This study investigates whether large language models (LLMs) are clinically competent for real-world pediatric practice. Method: We introduce PEDIASBench—the first systematic, pediatric-specific evaluation framework—comprising 19 subspecialties and 211 diseases, assessing LLMs across three dimensions: foundational knowledge application, dynamic clinical reasoning, and medical safety & ethics. It innovatively incorporates dynamic case-based reasoning, humanistic care assessment, and multi-level ethical safety testing, using multiple-choice questions, structured case analyses, and contextual judgment tasks. Contribution/Results: Comprehensive evaluation of 12 state-of-the-art LLMs reveals that top-performing models achieve >90% accuracy on foundational examinations but exhibit ~15% performance degradation in complex reasoning, real-time decision-making, and ethical sensitivity. These findings confirm that current LLMs are not yet suitable for autonomous clinical practice in pediatrics; however, they demonstrate strong potential as clinical decision-support tools and educational aids in medical training.

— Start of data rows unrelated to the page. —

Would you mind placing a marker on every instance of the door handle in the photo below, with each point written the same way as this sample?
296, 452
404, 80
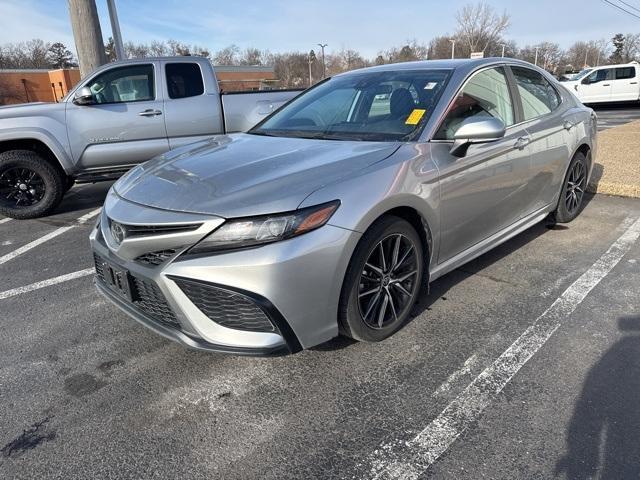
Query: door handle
150, 112
522, 142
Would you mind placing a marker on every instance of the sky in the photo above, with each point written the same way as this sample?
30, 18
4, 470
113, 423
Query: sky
298, 25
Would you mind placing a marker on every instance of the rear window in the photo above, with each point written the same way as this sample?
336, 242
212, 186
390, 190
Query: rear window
184, 80
625, 72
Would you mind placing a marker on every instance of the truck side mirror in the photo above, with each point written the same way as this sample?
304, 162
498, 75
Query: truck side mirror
83, 96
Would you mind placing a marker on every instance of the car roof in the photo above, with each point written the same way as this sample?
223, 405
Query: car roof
466, 64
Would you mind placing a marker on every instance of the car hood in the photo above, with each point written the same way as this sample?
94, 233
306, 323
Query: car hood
243, 175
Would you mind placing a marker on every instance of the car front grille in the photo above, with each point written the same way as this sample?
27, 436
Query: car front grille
147, 297
156, 258
226, 308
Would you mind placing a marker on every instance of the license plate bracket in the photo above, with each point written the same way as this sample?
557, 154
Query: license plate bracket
118, 280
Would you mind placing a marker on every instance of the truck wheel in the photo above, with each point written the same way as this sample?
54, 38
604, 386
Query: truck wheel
30, 187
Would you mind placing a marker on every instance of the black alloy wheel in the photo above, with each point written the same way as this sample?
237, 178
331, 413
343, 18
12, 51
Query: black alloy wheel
387, 281
382, 281
20, 187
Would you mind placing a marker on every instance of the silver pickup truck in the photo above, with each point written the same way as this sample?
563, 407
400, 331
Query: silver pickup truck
118, 116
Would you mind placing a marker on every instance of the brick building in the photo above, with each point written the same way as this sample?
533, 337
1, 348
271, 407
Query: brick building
33, 85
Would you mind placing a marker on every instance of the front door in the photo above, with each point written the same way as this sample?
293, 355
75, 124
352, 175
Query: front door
482, 192
125, 125
596, 87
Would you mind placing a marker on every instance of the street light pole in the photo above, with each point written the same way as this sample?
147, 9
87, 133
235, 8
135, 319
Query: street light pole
324, 66
115, 30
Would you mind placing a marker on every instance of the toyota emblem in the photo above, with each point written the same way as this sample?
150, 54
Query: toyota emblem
118, 232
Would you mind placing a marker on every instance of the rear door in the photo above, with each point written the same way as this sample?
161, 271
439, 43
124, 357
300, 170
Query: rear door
597, 87
192, 111
624, 86
125, 125
550, 127
484, 191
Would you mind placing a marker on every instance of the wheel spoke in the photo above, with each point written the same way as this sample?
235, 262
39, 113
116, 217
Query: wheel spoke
369, 292
383, 261
405, 276
383, 311
401, 288
372, 303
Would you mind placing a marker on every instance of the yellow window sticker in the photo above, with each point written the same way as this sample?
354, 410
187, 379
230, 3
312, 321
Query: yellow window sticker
415, 116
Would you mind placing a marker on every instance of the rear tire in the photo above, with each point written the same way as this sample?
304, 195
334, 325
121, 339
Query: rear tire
382, 282
30, 187
574, 186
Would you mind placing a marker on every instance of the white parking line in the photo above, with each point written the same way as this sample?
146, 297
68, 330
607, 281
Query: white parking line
46, 283
25, 248
409, 460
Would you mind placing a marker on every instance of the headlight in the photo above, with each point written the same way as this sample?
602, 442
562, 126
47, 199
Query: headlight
248, 232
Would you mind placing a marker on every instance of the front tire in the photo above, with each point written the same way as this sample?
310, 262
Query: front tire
30, 187
574, 186
382, 281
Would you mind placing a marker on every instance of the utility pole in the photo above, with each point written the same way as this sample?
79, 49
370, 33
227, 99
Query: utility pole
312, 58
115, 30
324, 66
87, 35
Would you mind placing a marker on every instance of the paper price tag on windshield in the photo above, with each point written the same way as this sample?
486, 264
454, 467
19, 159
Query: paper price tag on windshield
415, 116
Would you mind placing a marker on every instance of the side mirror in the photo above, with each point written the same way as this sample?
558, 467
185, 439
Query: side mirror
83, 96
476, 130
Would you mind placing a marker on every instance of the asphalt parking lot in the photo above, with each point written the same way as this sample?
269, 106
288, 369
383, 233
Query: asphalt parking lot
524, 363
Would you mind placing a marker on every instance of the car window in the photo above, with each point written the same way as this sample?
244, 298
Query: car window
625, 72
486, 94
371, 105
184, 80
124, 84
536, 93
601, 75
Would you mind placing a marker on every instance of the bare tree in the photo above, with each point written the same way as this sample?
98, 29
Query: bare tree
479, 26
227, 56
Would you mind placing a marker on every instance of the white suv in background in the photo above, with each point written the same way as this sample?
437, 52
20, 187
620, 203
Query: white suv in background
610, 83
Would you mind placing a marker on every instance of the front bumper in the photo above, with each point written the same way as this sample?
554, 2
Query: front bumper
295, 283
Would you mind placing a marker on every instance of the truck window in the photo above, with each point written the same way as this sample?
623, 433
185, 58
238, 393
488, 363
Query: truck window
625, 72
132, 83
537, 94
601, 75
184, 80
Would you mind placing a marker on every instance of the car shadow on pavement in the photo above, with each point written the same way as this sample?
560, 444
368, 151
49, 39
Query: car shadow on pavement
603, 438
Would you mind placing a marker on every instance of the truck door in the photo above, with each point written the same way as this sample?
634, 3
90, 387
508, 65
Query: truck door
124, 125
596, 87
624, 86
192, 112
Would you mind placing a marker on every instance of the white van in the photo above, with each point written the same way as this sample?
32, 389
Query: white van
610, 83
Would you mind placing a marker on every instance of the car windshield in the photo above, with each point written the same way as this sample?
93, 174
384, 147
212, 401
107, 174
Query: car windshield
374, 106
582, 74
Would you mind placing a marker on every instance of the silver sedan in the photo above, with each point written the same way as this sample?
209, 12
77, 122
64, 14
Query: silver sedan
331, 215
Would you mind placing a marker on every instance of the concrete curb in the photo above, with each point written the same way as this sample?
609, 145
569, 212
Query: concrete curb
617, 167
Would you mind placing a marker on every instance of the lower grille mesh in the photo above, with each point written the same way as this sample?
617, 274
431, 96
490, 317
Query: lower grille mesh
226, 308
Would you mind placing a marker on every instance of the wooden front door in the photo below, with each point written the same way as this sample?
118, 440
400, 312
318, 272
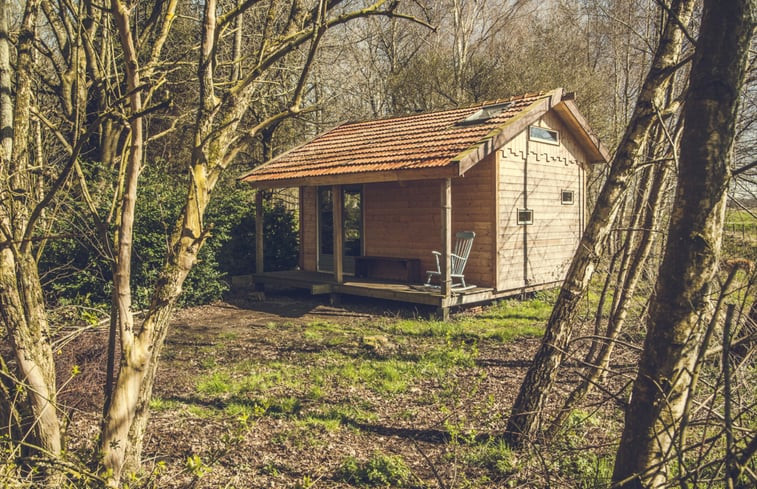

With the rapid rise of large language models (LLMs) in medicine, a key question is whether they can function as competent pediatricians in real-world clinical settings. We developed PEDIASBench, a systematic evaluation framework centered on a knowledge-system framework and tailored to realistic clinical environments. PEDIASBench assesses LLMs across three dimensions: application of basic knowledge, dynamic diagnosis and treatment capability, and pediatric medical safety and medical ethics. We evaluated 12 representative models released over the past two years, including GPT-4o, Qwen3-235B-A22B, and DeepSeek-V3, covering 19 pediatric subspecialties and 211 prototypical diseases. State-of-the-art models performed well on foundational knowledge, with Qwen3-235B-A22B achieving over 90% accuracy on licensing-level questions, but performance declined ~15% as task complexity increased, revealing limitations in complex reasoning. Multiple-choice assessments highlighted weaknesses in integrative reasoning and knowledge recall. In dynamic diagnosis and treatment scenarios, DeepSeek-R1 scored highest in case reasoning (mean 0.58), yet most models struggled to adapt to real-time patient changes. On pediatric medical ethics and safety tasks, Qwen2.5-72B performed best (accuracy 92.05%), though humanistic sensitivity remained limited. These findings indicate that pediatric LLMs are constrained by limited dynamic decision-making and underdeveloped humanistic care. Future development should focus on multimodal integration and a clinical feedback-model iteration loop to enhance safety, interpretability, and human-AI collaboration. While current LLMs cannot independently perform pediatric care, they hold promise for decision support, medical education, and patient communication, laying the groundwork for a safe, trustworthy, and collaborative intelligent pediatric healthcare system.